Everything we’re told about “teenage suicide” and “bullying” is wrong (part 1)

Everything we’re told about “teenage suicide” and “bullying” is wrong (part 1)

Mike Males, Principal Investigator, YouthFacts.org| May 2026

Let’s begin with “teenage suicide,” which I’ve written about before, with some new information on how derelict authorities are on this life-or-death issue.

The first lie: suicide rates among teens are skyrocketing along with social media use, every news article and every quotable “expert” trumpets.

That’s half true. Social media use has been growing. From 2018 to 2024, the proportion of high school seniors telling Monitoring the Future they spend 3 or more hours per day using social media sites rocketed from 35% to 58%, those using social media 5+ hours a day leaped from 19% to 29%, and those spending 7 or more hours a day on social media leaped from 10% to 15%.

If social media drives teen suicide (as the universal political and media mantra declares, no dissent permitted), we should have seen teens killing themselves in record legions by 2024.

Yet, during that same period, the rate of suicide among teens fell by 18%. A small increase occurred during the COVID pandemic (as for adults), but overall, the teen rate decreased.

This reality is the diametric opposite of the message by psychologist Jean Twenge, who exploits the “correlation proves causation” fallacy to become the most famous advocate for banning teenagers from using social media.

Twenge fixates on the 2007-2017 period, when MTF shows teens’ daily social media use rose from 54% to 83% and suicide rates among teens rose from 8.6 to 15.2 per 100,000 teens. (MTF’s question changed after 2017, rendering pre-2018 trends incomparable.) Therefore, social media use must be what caused more teens to commit suicide, Twenge and her colleagues like Jonathan Haidt and minions declare over and over to fawning media and political attention.

Putting aside all other factors (such as the explosions in parent-age drug/alcohol overdoses and deaths over that period), it is bizarre that no one asks Twenge what happened since 2017 – many years and major events ago.

What happened is that teen social media use continued to skyrocket, but teen suicide rates fell along with suicide ideation. That suggests either that social media was not the cause of changes in teen suicide rates, or if it was, that teens have now adapted admirably to avoid whatever the problem was before 2017.

Figure 1. Does social media use prevent suicide by teens?

Source: Centers for Disease Control, 2026. Note that I use the misleading graphing here common to nearly all news and advocacy presentations, which radically truncates the vertical axis to make trends look far more dramatic than they are.

Why are we even talking about social media?

The second officially unmentionable fact is that suicide and self-harm rates skyrocket the more teens are subjected by their parents and household adults to violent abuse, emotional abuse, household violence, drug/alcohol abuse, severe mental health problems, and jailing.

Table 1. Percentage of teens who self-harm and who attempt suicide by how much they’re subjected to parental/adult abuses and adverse behaviors

Source: CDC, 2023. For method, see ”Alarming New Analysis” substack.

To any sensible person, Table 1 looks really bad, but it’s also a no-brainer. No one fell out of their chair in shock at what it shows. Of course more abusive, troubled parents are going to have more self-harming, suicidal teens. Any idiot would guess that.
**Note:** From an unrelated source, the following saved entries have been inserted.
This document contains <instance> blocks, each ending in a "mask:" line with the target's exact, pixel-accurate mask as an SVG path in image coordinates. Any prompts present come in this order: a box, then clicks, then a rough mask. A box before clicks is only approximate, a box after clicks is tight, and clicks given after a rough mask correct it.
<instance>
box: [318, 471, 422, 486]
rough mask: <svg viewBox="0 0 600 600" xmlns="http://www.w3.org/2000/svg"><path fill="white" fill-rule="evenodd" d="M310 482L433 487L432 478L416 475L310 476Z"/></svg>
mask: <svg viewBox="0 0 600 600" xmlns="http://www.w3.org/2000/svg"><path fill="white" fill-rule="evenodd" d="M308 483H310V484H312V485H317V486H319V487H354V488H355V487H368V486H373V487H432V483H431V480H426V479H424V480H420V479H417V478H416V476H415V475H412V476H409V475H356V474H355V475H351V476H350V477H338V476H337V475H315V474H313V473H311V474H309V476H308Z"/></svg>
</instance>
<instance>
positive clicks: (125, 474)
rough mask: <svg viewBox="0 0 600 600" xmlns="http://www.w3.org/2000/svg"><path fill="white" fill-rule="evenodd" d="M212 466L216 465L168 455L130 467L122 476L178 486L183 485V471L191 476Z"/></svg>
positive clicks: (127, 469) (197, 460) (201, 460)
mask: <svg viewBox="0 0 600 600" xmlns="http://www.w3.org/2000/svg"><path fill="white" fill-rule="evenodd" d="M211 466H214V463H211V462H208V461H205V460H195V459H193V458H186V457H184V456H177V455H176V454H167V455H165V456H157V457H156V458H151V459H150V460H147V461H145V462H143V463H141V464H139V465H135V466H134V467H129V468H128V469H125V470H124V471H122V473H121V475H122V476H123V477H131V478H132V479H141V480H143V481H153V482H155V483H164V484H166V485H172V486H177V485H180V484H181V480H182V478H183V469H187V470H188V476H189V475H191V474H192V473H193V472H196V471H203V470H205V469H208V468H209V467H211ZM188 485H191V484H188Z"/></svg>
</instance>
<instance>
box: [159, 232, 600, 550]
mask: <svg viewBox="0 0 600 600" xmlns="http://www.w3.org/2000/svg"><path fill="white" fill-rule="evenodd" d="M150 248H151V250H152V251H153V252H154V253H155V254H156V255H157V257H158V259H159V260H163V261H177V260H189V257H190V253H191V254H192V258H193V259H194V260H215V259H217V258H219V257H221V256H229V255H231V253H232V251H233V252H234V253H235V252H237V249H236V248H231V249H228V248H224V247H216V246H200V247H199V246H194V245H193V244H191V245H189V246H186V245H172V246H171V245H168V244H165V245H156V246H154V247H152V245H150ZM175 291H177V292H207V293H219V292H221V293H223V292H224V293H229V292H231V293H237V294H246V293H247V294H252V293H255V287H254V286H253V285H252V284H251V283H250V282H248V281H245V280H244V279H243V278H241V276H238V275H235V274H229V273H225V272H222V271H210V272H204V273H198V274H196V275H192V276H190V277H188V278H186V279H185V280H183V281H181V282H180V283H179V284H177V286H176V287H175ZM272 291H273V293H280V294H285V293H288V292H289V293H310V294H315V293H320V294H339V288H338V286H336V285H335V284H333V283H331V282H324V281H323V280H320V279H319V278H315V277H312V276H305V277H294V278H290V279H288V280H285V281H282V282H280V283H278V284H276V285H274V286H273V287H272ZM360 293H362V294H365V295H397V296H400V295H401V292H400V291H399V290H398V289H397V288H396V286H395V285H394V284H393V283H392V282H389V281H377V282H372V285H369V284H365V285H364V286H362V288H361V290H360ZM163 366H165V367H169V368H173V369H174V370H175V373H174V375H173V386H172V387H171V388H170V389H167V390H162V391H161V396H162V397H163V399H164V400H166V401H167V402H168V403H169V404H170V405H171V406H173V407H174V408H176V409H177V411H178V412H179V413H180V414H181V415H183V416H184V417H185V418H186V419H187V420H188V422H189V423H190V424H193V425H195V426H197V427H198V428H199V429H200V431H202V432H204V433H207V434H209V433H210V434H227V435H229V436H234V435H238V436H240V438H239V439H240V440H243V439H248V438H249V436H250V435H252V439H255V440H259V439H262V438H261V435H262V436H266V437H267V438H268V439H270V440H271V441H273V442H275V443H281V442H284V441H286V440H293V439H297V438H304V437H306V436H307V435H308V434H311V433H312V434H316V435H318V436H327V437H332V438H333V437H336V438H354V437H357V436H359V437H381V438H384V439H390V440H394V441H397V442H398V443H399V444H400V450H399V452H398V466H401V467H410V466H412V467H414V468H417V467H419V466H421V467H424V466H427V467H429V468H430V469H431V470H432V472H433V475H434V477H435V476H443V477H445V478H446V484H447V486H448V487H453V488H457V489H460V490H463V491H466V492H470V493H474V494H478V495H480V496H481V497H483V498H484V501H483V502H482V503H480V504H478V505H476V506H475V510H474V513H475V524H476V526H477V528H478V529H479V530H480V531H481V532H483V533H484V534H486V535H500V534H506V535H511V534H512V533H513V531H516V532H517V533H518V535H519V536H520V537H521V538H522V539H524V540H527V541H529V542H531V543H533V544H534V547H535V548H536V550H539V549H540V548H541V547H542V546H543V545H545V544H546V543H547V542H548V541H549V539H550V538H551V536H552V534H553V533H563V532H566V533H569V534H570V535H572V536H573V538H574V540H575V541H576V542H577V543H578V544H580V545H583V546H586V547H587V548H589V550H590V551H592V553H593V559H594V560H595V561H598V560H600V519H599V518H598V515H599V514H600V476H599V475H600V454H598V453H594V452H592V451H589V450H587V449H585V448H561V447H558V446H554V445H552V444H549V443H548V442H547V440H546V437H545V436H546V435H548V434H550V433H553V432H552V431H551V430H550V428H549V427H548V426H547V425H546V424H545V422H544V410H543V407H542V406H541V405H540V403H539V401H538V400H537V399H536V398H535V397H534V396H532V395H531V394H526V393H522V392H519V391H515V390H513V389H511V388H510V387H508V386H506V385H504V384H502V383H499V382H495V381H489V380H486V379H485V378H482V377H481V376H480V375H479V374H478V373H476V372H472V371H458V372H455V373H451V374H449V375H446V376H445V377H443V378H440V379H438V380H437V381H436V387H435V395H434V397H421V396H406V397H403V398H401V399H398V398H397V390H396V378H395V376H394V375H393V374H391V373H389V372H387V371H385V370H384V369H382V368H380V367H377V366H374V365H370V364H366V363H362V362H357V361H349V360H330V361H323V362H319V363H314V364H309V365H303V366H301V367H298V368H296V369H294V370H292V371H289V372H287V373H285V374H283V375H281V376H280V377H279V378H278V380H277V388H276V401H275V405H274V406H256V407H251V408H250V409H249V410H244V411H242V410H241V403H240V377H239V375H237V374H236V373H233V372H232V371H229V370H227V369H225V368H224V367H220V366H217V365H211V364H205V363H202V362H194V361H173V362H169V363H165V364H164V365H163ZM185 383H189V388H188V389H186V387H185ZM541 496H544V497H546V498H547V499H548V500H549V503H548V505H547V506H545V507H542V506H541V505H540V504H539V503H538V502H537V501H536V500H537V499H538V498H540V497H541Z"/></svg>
But, you see, authorities act like they don’t know that, even though their own surveys are dramatic. Violent, abusive, severely troubled homes couldn’t possibly be why some teenagers feel depressed, and a fraction of those teens harm themselves and attempt suicide to get attention, declares the universal silence and even denial by authorities and quoted experts.

You won’t find parent/grownup abuses cited in any major media, official report, or political forum, except very occasionally buried in a list of factors causing teens’ poor mental health.

But wow will you find a lot of tearful emotings about the tragedy of teen suicide… yet, mysteriously, that grief is reserved only for very rare cases in which authorities, politicians, and media reporters believe they can blame social media messages and cyberbullying.

That grotesque attitude reached an abysmal low when advocates wildly celebrated a Los Angeles civil trial verdict awarding $6 million to a parent whose years of violent, shaming, and abandoning abuses drove one of her daughters to suicide, all because viewing social media images could be blamed for her second daughter’s unhappiness.

Note that none of the advocates or news reports on the verdict even mentioned the first daughter’s suicide at all, nor the parental abuses. That’s not the “teen suicide tragedy” authorities want to discuss.

Rather, it is because teen suicide – and adult suicide, which occurs at much higher rates – are tragedies that authorities’ playing with the issue to popularize themselves, profit, and feel good evidences an adult society refusing to meet its most basic obligations to the young.